Son regard se posa sur la statuette représentant ceux qui seraient le centre de l'attention ce soir. Elle aussi tenait son fils dans ses bras, le regardant avec le même amour que Sarah portait à Yakov. Il ignorait ce qui était vrai et ce qui ne l'était pas parmi les écrits anciens, et n'avait pas cherché à le découvrir. Mais parmi eux, quelques phrases liaient le massacre sanglant qui avait eu lieu deux millénaires plus tôt à la naissance de cet enfant. Ce soir, on fêterait une naissance, en oubliant toutes les morts qui avaient suivies. Ils étaient peu nombreux, les témoins de cette époque qui en gardait encore le souvenir.
Il prit un cierge et l'alluma à la flamme dansante des autres. Une lumière symbolique pour tant de vies perdues. Les larmes lui brouillèrent un instant la vue.

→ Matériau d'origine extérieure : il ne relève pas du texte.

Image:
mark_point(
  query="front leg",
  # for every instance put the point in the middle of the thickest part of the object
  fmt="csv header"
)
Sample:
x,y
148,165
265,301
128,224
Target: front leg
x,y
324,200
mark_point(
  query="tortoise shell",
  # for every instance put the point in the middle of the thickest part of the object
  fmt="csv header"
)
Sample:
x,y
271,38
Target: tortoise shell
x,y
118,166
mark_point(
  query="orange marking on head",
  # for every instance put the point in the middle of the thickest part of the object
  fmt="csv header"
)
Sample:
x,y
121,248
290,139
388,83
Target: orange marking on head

Le contact humide de la larme qui glissait lentement le long de sa joue droite lui rendit la maîtrise de ses mouvements. Il se laissa tomber à genoux, avant d'arracher la lance et de la rejeter au loin. Il serra le corps de celle à laquelle il avait promis quelques jours auparavant le peu de protection qu'il pouvait offrir. De son ventre monta lentement un hurlement qui jaillit enfin après avoir atteint ses lèvres. Durant quelques secondes, l'écho lointain des forêts de résineux du Nord dont il venait résonna dans ce pays desséché, et l'espace d'un moment des silhouettes de bêtes aux yeux luisants parurent peupler les ombres. Le cri finit par mourir sur ses lèvres, et il prit soudain conscience d'une présence aux lisières de son esprit. Il y eut un faible mouvement contre sa poitrine, et il recula pour observer, comme hypnotisé, ce qu'il avait tant craint. L'enfant que Sarah avait recueilli quelques semaines plus tôt agita à nouveau le bras, comme pour retenir l'avenir qu'il n'avait plus. Sa petite poitrine s'emplit à nouveau, et la douleur de cette seconde naissance lui arracha un hurlement.
Des cris et des rires d'enfants envahirent la petite église. La foule de gens heureux commençait à accaparer les sièges, prêts à célébrer ce qui pour eux était une fête, avant de se retrouver en famille. Cette année, la fête serait gâchée pour lui, vaincue par les souvenirs.
Il avait fait ce qu'il fallait faire en pareille situation. Ils redoutaient tous d'avoir un jour à faire ce choix pour un être sans futur et sans avenir. Mais il l'avait fait pourtant.